BEYOND THE FRENCH FRY: West Seattle Cooking Club meets, Beveridge Place Pub, 2 pm. This week’s spotlight ingredient: Potatoes.
ROXHILL PLAYGROUND: Tonight at 6 at Southwest Library (35th/Henderson), the city presents the “schematic design” for renovating Roxhill Playground, more info here. What will replace the wooden castle? Here’s our coverage of the first meeting.
CONTROLLING SEWER OVERFLOWS – THIS TIME, THE CITY PLAN: This is different from the county’s planning process resulting in two “combined sewer overflow” projects planned for southern West Seattle. This time, it’s the Seattle Public Utilities “scoping meeting” for the Delridge area, where more than 3 million gallons of storage would be needed, the city says, to keep overflows from going into local waterways. Now they’re looking ahead to how to handle this. Youngstown Cultural Arts Center (4408 Delridge Way SW), 6:30-8:30 pm – more info at seattle.gov/CSO.

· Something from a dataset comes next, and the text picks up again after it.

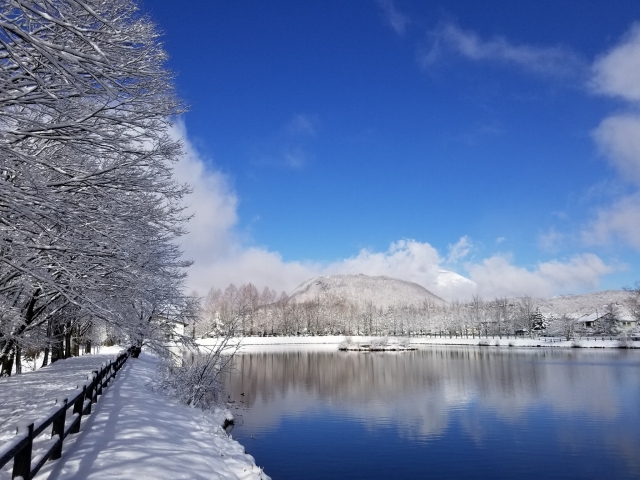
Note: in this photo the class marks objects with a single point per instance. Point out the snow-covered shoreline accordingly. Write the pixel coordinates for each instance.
(331, 342)
(133, 432)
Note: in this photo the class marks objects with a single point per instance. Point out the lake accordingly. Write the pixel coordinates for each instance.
(440, 412)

PROSPECTIVE GIRL SCOUT(S) IN THE FAMILY? The Girl Scouts are presenting a free family information night at Delridge Library (Brandon/Delridge) @ 6:30 pm. 425-614-1126
‘THE POWER OF COMMUNITY: Sustainable West Seattle invites you to the Admiral Theater (2343 California SW) tonight at 7 to watch “The Power of Community: How Cuba Survived Peak Oil,” and, afterward, to talk about building community in West Seattle. $5 suggested donation.

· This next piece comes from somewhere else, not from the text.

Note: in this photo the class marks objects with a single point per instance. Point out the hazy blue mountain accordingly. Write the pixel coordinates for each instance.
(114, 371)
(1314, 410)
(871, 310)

(Photo of Harbor SW slide, courtesy CondoManagements)
Petition signatures are being gathered right now to ask that the city take action on landslide risk along Alki and Harbor Avenues – with a concern that big problems could be ahead this fall and winter. It’s an outgrowth of discussion at the last meeting of the Alki Community Council, at which the problem was discussed, with a decision to create a committee, and now that group’s taking the problem to the city. A letter was drafted (see it here) – this excerpt explains what they’re asking of Mayor McGinn and City Council President Richard Conlin:
1. Establish a task force comprised of those agencies with responsibilities for surface water and hillside parkland (Seattle Public Utilities, Department of Transportation, Parks and Recreation, and Department of Planning and Development).
2. Charge the Task Force with developing a plan to mitigate the risk of slides on Alki and Harbor Avenues.

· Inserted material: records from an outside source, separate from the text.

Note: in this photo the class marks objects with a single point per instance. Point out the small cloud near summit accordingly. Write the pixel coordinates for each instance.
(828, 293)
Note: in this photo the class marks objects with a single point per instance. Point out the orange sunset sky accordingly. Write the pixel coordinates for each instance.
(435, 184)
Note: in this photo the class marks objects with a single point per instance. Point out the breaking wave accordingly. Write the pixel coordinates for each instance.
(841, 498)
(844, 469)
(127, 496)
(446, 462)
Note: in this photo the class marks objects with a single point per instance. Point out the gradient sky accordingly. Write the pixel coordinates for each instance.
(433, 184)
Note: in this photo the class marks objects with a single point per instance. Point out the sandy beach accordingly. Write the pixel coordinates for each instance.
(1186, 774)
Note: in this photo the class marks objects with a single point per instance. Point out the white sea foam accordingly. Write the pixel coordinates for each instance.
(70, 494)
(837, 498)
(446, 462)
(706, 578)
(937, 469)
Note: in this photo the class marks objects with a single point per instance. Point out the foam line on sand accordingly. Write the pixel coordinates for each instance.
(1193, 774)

The plan to be developed would have three objectives: constructing an effective drainage system that allows surface and subsurface water flows to reach Puget Sound, protecting city property including streets and utilities, and protecting local residents from potential property damage and personal injury.
The petition that’s in circulation seeks signatures in support of that goal. You can sign the petition at either of these locations:
Or, you can print a copy (here’s the PDF of the blank petition form) and sign it/collect signatures yourself, returning them to CondoManagements. Its owner Richard Vincent is chairing the landslide committee; he and property manager Nicole Sorensen are working to get the word out about the problem and the petition, and also hoping to hear from anyone else interested in, or with expertise in, this problem, if they’re not already involved. They’re at 206-937-4856. ACC’s liaison Jerry Smith can be reached at 206-933-8539.
(By the way, this topic also is on the Alki Community Council‘s agenda for this Thursday, 7 pm, at Alki UCC Church, Hinds/62nd.)